Incluso se investigó que cuando menos seis meses antes de descubrirse el hecho abusaba de ella y la llevaba a un motel ubicado en la colonia “Emiliano Zapata”.

Gasta más de 30 mil pesos buscando justicia

El 21 de abril pasado, cuando se descubrió el hecho, ese mismo día se procedió a poner la denuncia ante la Fiscalía y desde entonces ha pasado por un vía crucis para que se haga justicia. Ya gastó más de $30,000 en abogados que le han pedido dinero supuestamente para pagarle al personal de la dependencia estatal para que se cierre la carpeta, se turne al juez de control y se libere una orden de aprehensión contra el acusado.
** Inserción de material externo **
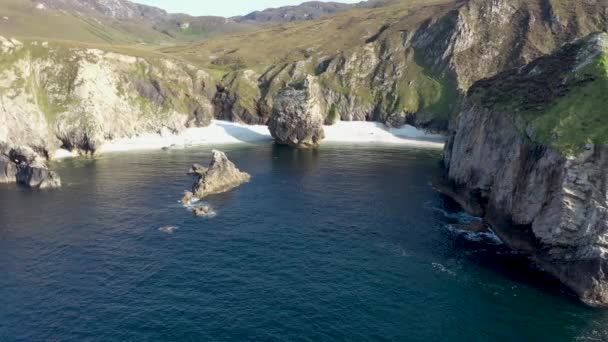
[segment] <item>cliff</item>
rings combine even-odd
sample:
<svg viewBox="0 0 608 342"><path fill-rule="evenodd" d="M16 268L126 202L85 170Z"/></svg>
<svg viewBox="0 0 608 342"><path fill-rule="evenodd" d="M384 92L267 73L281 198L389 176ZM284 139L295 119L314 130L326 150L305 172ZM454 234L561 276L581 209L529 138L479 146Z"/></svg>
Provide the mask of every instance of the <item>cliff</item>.
<svg viewBox="0 0 608 342"><path fill-rule="evenodd" d="M48 155L212 117L267 124L281 90L305 79L328 124L445 132L475 81L608 27L595 0L387 4L160 52L3 38L0 141Z"/></svg>
<svg viewBox="0 0 608 342"><path fill-rule="evenodd" d="M408 1L176 53L237 69L220 83L221 117L266 123L280 89L312 75L322 87L328 122L410 123L445 131L473 83L605 31L607 11L603 1ZM260 53L266 48L270 55ZM213 59L203 58L207 54ZM246 91L239 91L243 84Z"/></svg>
<svg viewBox="0 0 608 342"><path fill-rule="evenodd" d="M44 155L63 146L207 125L211 77L156 56L0 37L0 141Z"/></svg>
<svg viewBox="0 0 608 342"><path fill-rule="evenodd" d="M608 305L608 34L473 85L446 192L511 247Z"/></svg>

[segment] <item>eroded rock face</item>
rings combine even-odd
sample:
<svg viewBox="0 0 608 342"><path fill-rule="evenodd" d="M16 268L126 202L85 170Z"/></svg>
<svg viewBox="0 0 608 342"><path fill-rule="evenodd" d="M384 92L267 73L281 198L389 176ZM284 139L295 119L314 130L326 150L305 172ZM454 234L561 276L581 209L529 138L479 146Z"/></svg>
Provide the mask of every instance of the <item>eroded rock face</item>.
<svg viewBox="0 0 608 342"><path fill-rule="evenodd" d="M17 166L9 157L0 155L0 184L14 183L17 179Z"/></svg>
<svg viewBox="0 0 608 342"><path fill-rule="evenodd" d="M448 195L484 217L505 243L530 256L585 303L606 307L608 145L594 136L581 138L580 149L564 149L575 142L565 140L566 134L585 137L593 131L571 126L541 139L540 128L535 126L538 118L564 115L548 110L556 103L589 91L598 78L608 77L598 69L602 64L592 68L592 62L601 56L588 53L608 46L602 45L604 41L608 35L592 36L554 56L477 83L465 110L453 123L444 163ZM550 87L552 84L560 87ZM510 92L496 93L505 90ZM539 92L544 96L538 96ZM500 102L505 97L515 105ZM601 99L595 99L597 107L590 104L578 113L581 127L590 127L587 121L602 124L590 114L606 108L606 99ZM588 101L594 98L588 97ZM536 120L528 121L530 117ZM597 143L585 145L585 140Z"/></svg>
<svg viewBox="0 0 608 342"><path fill-rule="evenodd" d="M16 182L36 189L61 187L59 175L50 171L46 161L31 148L20 146L8 149L4 145L0 152L0 183Z"/></svg>
<svg viewBox="0 0 608 342"><path fill-rule="evenodd" d="M470 108L445 150L449 193L592 305L608 306L608 148L530 144L505 113Z"/></svg>
<svg viewBox="0 0 608 342"><path fill-rule="evenodd" d="M319 87L309 76L300 86L279 92L268 129L277 144L316 147L325 138L324 121Z"/></svg>
<svg viewBox="0 0 608 342"><path fill-rule="evenodd" d="M187 193L182 200L185 204L195 199L230 191L251 179L248 173L237 169L226 154L218 150L213 150L209 167L204 168L195 164L189 174L196 175L198 179L192 187L192 193Z"/></svg>
<svg viewBox="0 0 608 342"><path fill-rule="evenodd" d="M213 117L215 83L192 65L54 43L0 45L0 140L13 146L93 153L107 140L180 132Z"/></svg>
Hasta ahora solo le han robado su dinero, dijo.

Los abogados, señaló, le han quitado su dinero sin poder lograr que se turne la carpeta ante el juez, pues argumentan que es la Fiscalía estatal la que no quiere pasar el expediente para que se le haga justicia.

Comentó que solo le piden y le piden dinero sin poder hacerle justicia, a pesar de estar probada la violación y el abuso infantil. Mientras, añadió, el presunto responsable se pasea por su pueblo en la comisaría de Tesoco sin problema.

El padre de familia pide a la Fiscalía que proceda a integrar la carpeta correspondiente para turnarla al juez de control y se libere la orden de aprehensión correspondiente.

A pesar de la presunción de una relación consensuada, es considerada una violación equiparada y abuso infantil, dijo el entrevistado, porque su hija tiene 12 años de edad y su violador 25.